The restaurant is run by brothers Paul & Mark Trevaud and the emphasis is on great food and great service - sounds simple but as other restaurants have proved, hard to achieve. Paul as front of house makes it look effortless while Mark in the kitchen puts his stamp on wonderful ingredients. The menu was so interesting that it was hard to choose.... Eithne opted for the slowcooked pork belly as a starter - a dish with moist pork, beautifully presented while I couldn't say no to the rustic tomato soup which came drizzled with pesto and scattered cheese over it. Rustic meant chunky and for once, I loved a soup that had bits in it. My mum would have said, it taste like a tomato should taste. For mains, we were in trouble - so many good sounding dishes... although the menu is not overcrowded, the choice is hard. Finally, Eithne went for the bakes hake that came with a curried beurre blanc - a nice hint of curry, hardly there went so well with the hake that you could believe they were married. I was not able to choose between the pumpkin lasagne and the forrest mushroom risotto.... so I was offered a combo.... I was in heaven. The pasta for the lasagne, I learned was made by the chef..... he could be Italian for all I know rather than being a hardcore Kerry Man.

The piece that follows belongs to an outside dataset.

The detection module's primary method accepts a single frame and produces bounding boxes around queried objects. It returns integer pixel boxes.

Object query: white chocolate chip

The lasagne was cooked perfectly, the sweetness of the pumpkin went so well with the tomato based sauce mingled with cream and mild cheese.... I was in heaven.... but hey, we still have the risotto...... these days, loads of people say they are using wild mushrooms and you wonder where the taste of mushrooms went on vacation - not here, the risotto was perfectly cooked, not too hard, not too soft and the mushrooms gave the rich, dark earthy flavour they are suppose to have.
Paul recommended a lovely bottle of white Rioja - a perfect suggestion as it was light enough not to interfere with the fish but strong enough to handle the mushrooms.
Desserts???? I don't know as we were both happily full and skipped the dessert in favour of a drink afterwards in the pub opposite to the restaurant. But here is the funny part - Paul Trevaud is a YouTube star with his own cooking channel - he even appeared on the Saturday Show once to talk about his 'hobby' to cook at the most crazy locations, may it be on top of a tree cooking a quail, or top of a snow-covered mountain in his t-shirt. I will definitely be back soon - this restaurant makes Killarney a destination for foodies - I am sure there are more but I think Trevaud's is unique.